Kurt, do not apologize for the Ealing posts. It's incredibly valuable information. The Ealing is by far the fussiest scope at SPOC, and I'm glad someone had the time, inclination, and technical ability to dive into it's quirks. Thank you! On Mon, Jun 16, 2008 at 8:54 PM, Canopus56 <canopus56@yahoo.com> wrote:
Third, if SLAS still has the ancient Ealing autoguider floating around, and it still works, it could be moved back to the control room. An offer could be made to Chuck to sell SLAS his contorller.

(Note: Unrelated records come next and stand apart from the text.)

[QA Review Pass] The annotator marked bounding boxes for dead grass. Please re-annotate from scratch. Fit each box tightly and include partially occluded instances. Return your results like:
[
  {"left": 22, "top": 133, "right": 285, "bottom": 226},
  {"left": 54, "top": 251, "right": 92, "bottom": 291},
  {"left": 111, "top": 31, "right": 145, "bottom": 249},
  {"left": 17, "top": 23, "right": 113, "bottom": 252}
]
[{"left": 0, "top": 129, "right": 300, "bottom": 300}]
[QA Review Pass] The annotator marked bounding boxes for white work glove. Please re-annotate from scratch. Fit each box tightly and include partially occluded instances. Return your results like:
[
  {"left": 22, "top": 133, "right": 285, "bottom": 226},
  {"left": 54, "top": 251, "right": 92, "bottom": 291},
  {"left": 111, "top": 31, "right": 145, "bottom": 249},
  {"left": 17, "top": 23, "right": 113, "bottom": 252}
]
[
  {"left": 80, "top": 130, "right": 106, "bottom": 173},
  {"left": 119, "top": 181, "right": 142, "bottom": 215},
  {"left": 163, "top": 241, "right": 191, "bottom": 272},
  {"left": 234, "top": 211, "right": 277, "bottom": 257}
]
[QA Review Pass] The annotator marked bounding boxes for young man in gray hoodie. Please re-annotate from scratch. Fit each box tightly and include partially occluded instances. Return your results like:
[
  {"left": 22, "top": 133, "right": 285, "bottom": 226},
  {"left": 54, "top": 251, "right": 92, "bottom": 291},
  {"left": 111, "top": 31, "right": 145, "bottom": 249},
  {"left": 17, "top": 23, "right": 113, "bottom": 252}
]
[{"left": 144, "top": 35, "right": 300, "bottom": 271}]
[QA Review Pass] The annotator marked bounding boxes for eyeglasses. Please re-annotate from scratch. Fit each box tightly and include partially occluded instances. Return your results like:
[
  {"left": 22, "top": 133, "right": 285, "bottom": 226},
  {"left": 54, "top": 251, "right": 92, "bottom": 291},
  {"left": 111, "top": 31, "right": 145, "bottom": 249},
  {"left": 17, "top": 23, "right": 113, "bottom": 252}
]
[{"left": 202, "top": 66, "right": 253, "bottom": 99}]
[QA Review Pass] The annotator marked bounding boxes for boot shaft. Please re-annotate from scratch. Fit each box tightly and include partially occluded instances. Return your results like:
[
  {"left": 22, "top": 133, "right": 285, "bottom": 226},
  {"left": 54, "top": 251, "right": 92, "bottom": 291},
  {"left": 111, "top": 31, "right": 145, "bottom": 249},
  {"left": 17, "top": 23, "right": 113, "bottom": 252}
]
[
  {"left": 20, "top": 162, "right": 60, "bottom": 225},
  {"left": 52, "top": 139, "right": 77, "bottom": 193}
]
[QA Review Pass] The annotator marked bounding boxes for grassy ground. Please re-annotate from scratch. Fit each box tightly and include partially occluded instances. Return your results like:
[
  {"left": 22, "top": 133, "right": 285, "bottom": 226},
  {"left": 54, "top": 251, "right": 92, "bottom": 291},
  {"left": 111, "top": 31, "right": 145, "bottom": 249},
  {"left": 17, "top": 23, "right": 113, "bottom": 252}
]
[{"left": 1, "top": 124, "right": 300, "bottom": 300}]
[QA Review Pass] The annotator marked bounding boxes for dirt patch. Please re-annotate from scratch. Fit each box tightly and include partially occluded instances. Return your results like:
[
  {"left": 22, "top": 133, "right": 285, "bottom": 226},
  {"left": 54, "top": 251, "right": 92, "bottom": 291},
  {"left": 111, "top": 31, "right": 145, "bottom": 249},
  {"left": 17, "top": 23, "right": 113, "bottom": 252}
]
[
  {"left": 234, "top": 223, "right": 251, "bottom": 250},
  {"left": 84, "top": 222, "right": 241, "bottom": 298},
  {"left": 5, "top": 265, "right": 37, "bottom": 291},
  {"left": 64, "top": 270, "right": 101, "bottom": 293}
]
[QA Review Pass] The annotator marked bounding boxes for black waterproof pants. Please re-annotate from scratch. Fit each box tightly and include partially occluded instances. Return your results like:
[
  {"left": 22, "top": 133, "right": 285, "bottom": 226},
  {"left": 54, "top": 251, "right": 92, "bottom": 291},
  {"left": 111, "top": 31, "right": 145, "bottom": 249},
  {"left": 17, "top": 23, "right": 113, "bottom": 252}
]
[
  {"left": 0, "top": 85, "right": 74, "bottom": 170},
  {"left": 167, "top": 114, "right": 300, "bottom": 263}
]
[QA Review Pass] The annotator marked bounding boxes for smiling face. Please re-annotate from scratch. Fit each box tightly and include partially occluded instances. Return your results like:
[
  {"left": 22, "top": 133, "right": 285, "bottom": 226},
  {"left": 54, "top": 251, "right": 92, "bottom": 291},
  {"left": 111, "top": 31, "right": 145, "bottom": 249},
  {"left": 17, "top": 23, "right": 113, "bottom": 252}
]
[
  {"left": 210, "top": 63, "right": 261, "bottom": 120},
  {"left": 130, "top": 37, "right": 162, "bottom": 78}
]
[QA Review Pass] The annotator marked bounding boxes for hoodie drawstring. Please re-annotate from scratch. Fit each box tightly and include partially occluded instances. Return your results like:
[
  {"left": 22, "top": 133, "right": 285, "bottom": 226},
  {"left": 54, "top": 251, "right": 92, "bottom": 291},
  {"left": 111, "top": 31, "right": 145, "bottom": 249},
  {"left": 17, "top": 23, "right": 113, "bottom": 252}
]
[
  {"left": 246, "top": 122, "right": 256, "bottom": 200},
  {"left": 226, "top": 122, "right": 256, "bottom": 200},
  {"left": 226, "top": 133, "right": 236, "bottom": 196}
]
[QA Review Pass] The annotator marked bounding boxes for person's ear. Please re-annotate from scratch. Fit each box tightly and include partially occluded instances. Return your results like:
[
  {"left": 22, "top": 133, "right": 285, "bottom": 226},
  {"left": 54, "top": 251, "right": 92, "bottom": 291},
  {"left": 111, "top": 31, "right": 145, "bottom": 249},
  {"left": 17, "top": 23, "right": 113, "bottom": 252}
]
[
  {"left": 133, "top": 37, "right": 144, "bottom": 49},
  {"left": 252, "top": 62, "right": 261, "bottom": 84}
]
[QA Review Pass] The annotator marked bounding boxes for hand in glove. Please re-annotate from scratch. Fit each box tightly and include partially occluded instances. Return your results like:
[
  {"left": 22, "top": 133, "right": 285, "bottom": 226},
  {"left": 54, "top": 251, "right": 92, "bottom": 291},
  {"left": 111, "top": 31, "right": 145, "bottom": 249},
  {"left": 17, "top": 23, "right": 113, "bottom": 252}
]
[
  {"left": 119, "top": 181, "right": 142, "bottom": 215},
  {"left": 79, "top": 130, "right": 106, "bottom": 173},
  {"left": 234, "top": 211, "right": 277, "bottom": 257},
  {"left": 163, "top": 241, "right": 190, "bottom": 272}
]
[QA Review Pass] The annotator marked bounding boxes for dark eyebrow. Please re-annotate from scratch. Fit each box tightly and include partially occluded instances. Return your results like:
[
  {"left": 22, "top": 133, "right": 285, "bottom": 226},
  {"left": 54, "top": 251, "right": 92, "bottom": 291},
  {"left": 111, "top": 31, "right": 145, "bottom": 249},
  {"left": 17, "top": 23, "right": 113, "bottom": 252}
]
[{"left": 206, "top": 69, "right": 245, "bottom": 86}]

The autoguider is a dual photocell setup, each with a knife-edge cutoff and postitioned at 90-degrees to the other (one is RA, the other DEC). It takes the place of a regular eyepiece on the guidescope, and has an itegral eyepiece for visually positioning the guidestar. I have never had good luck using it with a pickoff mirror on an off-axis guider due to a lack of a suitably bright and suitably red star positioned just-right relative to the object being photographed. Also stars at the edge of the FOV of off-axis guiders are never round. It must be positioned correctly, so that the knife-edges correspond to drift in RA & DEC. It controls the drive corrector & telescope directly via 2 cables. The stock cables are probably not long enough to be used on the Ealing, they will have to be lengthened or new ones must be made-up. My preference would be a coiled cord like an old-fashioned telephone handset cord, or old headphone coiled cord. As I said, I do have two complete assemblies of this drive corrector, including the autoguiders and hand paddles for both. As to selling one...I'd have to think hard about that. I know for a fact that Patrick used to have a copy of this same unit, perhaps the Ealing drive corrector is his old one? Again, thanks Kurt. I've avoided the Ealing mostly because of it's idiosyncrasies; you've found the way to tame it.